Machine Learning Series-K-NEARESTNEIGHBO

Source: Internet
Author: User
Tags iterable ranges repetition andrew ng machine learning

This is the process of recording self-study, the current theoretical basis is: University advanced mathematics + linear algebra + probability theory. Programming Basics: C/c++,python
In watching machine learning combat this book, slowly involved. I believe that the people who have read the above courses can begin to learn machine learning, of course, I above the above-mentioned courses of the general, so you only know that there is such a formula or noun, do not understand Baidu can be studied. In writing this article, the author of machine learning has not finished, so the error in the article also please point out. Again, the series of articles just share the learning process, learning drip, can not guarantee the technical content of the article. In the continuous improvement of the subsequent technology, I will re-read this learning process and correct the mistakes.
The current learning methods are as follows:
Theory: Stanford Andrew NG Machine Learning, a series of courses.
Code Combat: Reference Book machine learning Combat (python).
Real gun Combat: A case study, modeling the selection of appropriate machine learning algorithms, analysis of data.
Evolution: A part of the machine learning process is implemented in Linux based on C + +. will be realized in the middle stage of learning.

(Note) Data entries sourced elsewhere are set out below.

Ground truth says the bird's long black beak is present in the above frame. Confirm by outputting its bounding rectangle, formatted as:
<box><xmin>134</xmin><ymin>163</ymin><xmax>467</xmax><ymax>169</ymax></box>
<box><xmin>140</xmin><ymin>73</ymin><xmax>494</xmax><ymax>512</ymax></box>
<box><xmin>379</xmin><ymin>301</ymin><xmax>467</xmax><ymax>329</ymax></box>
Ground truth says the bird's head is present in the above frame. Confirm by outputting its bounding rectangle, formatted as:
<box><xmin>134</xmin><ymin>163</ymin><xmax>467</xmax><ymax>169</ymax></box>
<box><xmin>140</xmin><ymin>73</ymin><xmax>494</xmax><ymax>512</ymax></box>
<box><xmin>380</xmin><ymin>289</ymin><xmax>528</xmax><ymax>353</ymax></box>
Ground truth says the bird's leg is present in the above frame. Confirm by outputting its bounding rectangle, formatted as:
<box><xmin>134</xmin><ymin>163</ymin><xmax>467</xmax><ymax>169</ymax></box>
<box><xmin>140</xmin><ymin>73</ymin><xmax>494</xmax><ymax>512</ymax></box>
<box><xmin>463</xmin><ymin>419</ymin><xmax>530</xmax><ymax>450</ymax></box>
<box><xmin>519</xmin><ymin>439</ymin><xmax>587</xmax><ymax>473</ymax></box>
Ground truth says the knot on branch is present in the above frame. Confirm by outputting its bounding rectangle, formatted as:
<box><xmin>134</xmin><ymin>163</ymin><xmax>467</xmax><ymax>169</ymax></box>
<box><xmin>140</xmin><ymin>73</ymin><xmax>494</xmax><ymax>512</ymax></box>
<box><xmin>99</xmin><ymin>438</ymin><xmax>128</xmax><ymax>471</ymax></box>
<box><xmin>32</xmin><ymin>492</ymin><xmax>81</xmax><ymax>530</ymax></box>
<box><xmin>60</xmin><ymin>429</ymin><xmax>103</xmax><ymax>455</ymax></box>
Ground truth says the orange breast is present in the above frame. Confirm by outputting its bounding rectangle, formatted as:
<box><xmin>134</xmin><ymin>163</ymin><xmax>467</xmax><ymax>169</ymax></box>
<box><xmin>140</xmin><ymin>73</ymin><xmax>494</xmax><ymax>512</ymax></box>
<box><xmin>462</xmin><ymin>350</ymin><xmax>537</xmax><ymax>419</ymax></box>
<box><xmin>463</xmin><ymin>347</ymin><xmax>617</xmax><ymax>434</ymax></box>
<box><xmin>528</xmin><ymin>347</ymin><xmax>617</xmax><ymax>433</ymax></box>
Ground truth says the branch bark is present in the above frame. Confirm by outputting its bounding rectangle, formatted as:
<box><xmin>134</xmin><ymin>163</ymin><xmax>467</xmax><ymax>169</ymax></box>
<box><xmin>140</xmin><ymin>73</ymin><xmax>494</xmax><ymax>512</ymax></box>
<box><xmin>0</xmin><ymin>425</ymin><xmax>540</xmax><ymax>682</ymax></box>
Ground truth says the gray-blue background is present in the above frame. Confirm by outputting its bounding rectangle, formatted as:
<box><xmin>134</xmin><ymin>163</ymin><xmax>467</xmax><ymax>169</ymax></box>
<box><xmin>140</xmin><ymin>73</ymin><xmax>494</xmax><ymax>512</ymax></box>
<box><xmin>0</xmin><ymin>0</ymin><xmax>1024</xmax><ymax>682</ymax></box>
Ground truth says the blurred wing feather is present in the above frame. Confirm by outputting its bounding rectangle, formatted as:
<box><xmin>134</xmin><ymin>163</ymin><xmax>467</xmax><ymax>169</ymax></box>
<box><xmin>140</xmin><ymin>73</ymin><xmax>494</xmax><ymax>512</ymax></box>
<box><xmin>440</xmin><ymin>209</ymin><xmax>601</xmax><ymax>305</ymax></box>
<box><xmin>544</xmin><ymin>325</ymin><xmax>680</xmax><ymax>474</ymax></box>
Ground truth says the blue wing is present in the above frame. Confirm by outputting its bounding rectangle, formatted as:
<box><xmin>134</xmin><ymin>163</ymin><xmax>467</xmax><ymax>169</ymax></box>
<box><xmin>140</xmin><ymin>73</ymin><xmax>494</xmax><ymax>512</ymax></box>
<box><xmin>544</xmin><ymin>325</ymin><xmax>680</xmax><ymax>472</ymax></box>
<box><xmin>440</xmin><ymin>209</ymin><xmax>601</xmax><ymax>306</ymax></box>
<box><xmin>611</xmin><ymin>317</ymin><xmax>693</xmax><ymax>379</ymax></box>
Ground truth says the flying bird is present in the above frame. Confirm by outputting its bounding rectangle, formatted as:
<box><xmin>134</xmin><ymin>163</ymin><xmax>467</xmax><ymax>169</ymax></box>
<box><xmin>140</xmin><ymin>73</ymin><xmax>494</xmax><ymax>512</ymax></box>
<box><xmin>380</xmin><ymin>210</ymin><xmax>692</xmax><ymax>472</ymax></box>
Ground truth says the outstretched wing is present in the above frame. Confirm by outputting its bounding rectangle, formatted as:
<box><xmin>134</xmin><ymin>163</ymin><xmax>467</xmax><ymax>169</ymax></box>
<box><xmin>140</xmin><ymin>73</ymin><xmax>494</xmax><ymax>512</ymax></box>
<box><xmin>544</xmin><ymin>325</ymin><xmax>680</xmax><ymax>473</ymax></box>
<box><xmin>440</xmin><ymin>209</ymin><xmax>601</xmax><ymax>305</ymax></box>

The concept of a K nearest neighbor algorithm

The K-Nearest neighbor algorithm (KNN) belongs to a classification algorithm, which belongs to the same kind of logistic regression. It works by the existence of a set of sample data, each of which consists of a number of features and an established label corresponding to the label, which indicates which classification this sample point belongs to, if it is a simple two-tuple classification, then the label can be assumed to be 1 or 0, and so on. If you enter new data, the purpose of the algorithm is to output the label of the new data. This new data will be compared with each data in the sample set (to find the distance between two sample points), the results of the comparison from small to large, take the first k comparison results, the most frequently occurring classification is the new data classification.

Advantages and disadvantages of the nearest neighbor algorithm:

1. Advantages:

精度高,对异常值不敏感,无数据输入的假定

2. Disadvantages:

计算复杂度高,空间复杂度高。

3. Use the data range:

数值型和标称型。
Second, k nearest neighbor algorithm Simple example

Pseudo code:

1. Calculate the distance between the known point in the sample collection and the current point
2. Sort in ascending order of distance
3. Select the top K sample data that is closest to the current point in a sort
4. Calculate the number of samples per category and calculate the frequency
5. Returns the classification category of the most frequently occurring point in K points as the forecast classification for the current point.

Take a look at this simple example of how to find the Euclidean distance between two points:

 def classify0(InX, DataSet, labels, k):Datasetsize = dataset.shape[0] Diffmat = Tile (InX, (Datasetsize,1))-DataSet Sqdiffmat = diffmat**2Sqdistances = Sqdiffmat.sum (axis=1) Distances = sqdistances**0.5Sorteddistindicies = Distances.argsort () classcount={} forIinchRange (k): Voteilabel = Labels[sorteddistindicies[i]] Classcount[voteilabel] = Classcount.get (Voteilabel,0) +1Sortedclasscount = sorted (Classcount.iteritems (), Key=operator.itemgetter (1), reverse=True)returnsortedclasscount[0][0]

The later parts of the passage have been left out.